A plea for the real estate industry to learn lessons from recent challenges. Fears that the rating system may not be fit for purpose. And moans about Marble Arch. Sound familiar?
Back in 1953, as the country was preparing for the coronation of Queen Elizabeth II, Estates Gazette, as it was then known, invited industry leaders to pen a series of coronation messages to readers.
As celebrations begin for the Queen’s Platinum Jubilee, revisiting those pages underscores how many of the challenges faced by the sector remain seven decades on – but it also highlights a steadfast belief in the industry’s ability to navigate difficult roads that should inspire readers today too.
Read more from the Estates Gazette coronation issue >>
George Arnold Coombe, then the newly installed president of the RICS, wrote of his hopes that the coronation would mark “the beginning of a reign full of hope and promise, and also, we may pray, the end of eight troublesome post-war years of readjustment”.
One hundred years earlier, Coombe wrote, when Queen Victoria had taken the throne, the country entered “an era more pregnant with possibilities for the profession than any other before or since”.
“Perhaps a hundred years hence, our descendants may reflect that, in this mid-twentieth century, there were equal opportunities for the profession,” he said. “May they also be able to say that we were not unprepared.”
The industry faced “many problems”, Coombe acknowledged, offering a checklist that will resonate with readers in 2022, including a rating system that could need review, rent restriction that “cries out for modification” and inquests on the leasehold system that “cast a cloud over property transactions”.
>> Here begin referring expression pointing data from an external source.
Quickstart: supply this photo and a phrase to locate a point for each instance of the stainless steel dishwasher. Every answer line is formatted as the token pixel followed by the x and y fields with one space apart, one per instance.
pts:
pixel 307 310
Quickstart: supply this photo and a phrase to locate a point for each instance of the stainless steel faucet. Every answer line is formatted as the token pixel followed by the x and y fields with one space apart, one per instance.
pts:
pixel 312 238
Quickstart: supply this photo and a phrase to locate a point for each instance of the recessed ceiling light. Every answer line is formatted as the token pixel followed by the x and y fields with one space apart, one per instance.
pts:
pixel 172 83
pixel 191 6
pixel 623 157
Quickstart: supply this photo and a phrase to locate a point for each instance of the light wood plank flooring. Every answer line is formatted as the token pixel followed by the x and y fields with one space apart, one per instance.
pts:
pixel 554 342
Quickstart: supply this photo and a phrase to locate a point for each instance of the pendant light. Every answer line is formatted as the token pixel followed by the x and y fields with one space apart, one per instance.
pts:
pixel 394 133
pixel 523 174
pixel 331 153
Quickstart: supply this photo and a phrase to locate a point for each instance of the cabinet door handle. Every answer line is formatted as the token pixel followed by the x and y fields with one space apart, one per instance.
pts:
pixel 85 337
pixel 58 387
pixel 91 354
“But the challenge will be met,” he added. “Men and women are available not only to devise solutions to our problems, but perhaps more important, to carry them into effect.”
Granville Morris, president of the Incorporated Society of Auctioneers and Landed Property Agents, sounded an equally optimistic but measured tone, describing the coronation as “a time for great rejoicing in many lands throughout the world” but also “an occasion for quiet reflection and an opportunity for us to learn from the events of the past”.
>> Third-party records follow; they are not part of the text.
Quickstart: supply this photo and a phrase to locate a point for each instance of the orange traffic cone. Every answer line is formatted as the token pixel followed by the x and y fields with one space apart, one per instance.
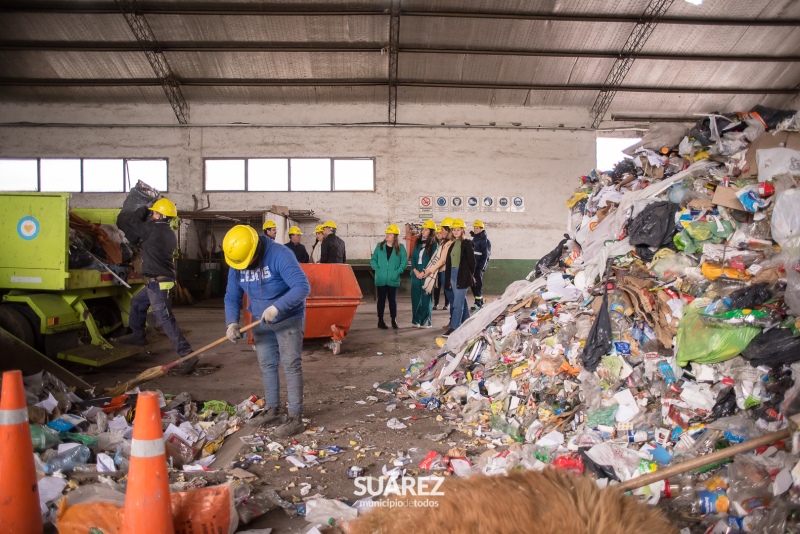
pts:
pixel 147 502
pixel 19 491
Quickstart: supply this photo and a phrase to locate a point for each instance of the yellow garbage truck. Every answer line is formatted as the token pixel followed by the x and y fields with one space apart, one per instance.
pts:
pixel 65 313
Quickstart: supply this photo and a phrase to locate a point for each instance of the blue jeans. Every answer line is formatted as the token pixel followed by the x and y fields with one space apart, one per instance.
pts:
pixel 153 296
pixel 459 310
pixel 281 343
Morris pointed to a speech made by the then-Princess Elizabeth on her 21st birthday, in which she said her life would be “devoted to your service” but added that “I shall not have the strength to carry out this resolution unless you join in it with me”.
“That call to service and cooperation is one which can and should inspire us in our great profession,” Morris wrote. “We can look back with pride on what has been achieved but our task is not yet complete and we must not seek to rest upon the memory of past successes.”
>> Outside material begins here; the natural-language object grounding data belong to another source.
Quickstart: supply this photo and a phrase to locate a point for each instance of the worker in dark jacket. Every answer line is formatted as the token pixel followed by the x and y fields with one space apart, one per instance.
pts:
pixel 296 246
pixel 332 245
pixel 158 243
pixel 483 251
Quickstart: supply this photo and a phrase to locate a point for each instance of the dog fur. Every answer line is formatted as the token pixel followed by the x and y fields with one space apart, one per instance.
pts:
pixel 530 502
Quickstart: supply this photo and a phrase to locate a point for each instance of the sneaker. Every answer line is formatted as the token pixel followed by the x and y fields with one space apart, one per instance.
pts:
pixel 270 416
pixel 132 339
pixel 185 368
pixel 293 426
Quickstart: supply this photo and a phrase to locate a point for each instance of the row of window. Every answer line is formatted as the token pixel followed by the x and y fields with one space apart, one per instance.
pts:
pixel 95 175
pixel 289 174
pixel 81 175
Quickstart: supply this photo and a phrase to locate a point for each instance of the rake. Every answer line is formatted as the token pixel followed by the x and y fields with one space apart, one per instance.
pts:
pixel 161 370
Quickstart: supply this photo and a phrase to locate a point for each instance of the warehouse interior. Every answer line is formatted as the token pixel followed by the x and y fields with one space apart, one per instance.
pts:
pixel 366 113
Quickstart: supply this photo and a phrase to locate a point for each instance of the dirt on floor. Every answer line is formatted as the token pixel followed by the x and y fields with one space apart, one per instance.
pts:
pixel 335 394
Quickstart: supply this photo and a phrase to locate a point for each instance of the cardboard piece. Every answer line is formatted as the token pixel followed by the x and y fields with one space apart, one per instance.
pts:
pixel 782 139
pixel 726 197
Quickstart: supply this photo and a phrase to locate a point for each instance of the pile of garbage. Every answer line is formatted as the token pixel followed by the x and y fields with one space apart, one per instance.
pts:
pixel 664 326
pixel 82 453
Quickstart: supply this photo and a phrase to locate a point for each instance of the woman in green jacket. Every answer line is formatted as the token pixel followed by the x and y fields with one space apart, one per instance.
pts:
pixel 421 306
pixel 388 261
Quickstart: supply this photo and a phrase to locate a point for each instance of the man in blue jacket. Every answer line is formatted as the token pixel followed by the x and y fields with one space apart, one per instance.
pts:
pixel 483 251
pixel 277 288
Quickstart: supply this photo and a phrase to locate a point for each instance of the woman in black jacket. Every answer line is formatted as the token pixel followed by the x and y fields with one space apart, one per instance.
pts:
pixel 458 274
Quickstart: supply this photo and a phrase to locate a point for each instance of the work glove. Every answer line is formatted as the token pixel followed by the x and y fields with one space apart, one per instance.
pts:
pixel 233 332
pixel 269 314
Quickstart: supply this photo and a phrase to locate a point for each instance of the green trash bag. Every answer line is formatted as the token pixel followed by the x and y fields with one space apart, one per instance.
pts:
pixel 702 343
Yet another rallying cry came from Myles Francis, president of the Chartered Auctioneers’ and Estate Agents’ Institute.
“I call on those who look to the [institute] for leadership to take the coronation as an occasion for reflecting on the influence their work can have on the health, prosperity and happiness of their fellow citizens,” Francis wrote. “Rightly conceived and rightly executed, the labours of this profession can greatly help to make the reign of Her Gracious Majesty Queen Elizabeth II outstanding in the annals of the British race.”
Elsewhere, in the “Topics of the Day” section, Marble Arch came in for criticism as a site long “identified with frustration and unfulfilled hope”. Estates Gazette quoted W.W. Hutchings, author of London Town Past and Present, describing the arch as having “no beauty, either of proportion or of ornamentation”, and as “a monument of extravagant folly”. Today’s critics of the doomed Marble Arch Mound will sympathise with those views.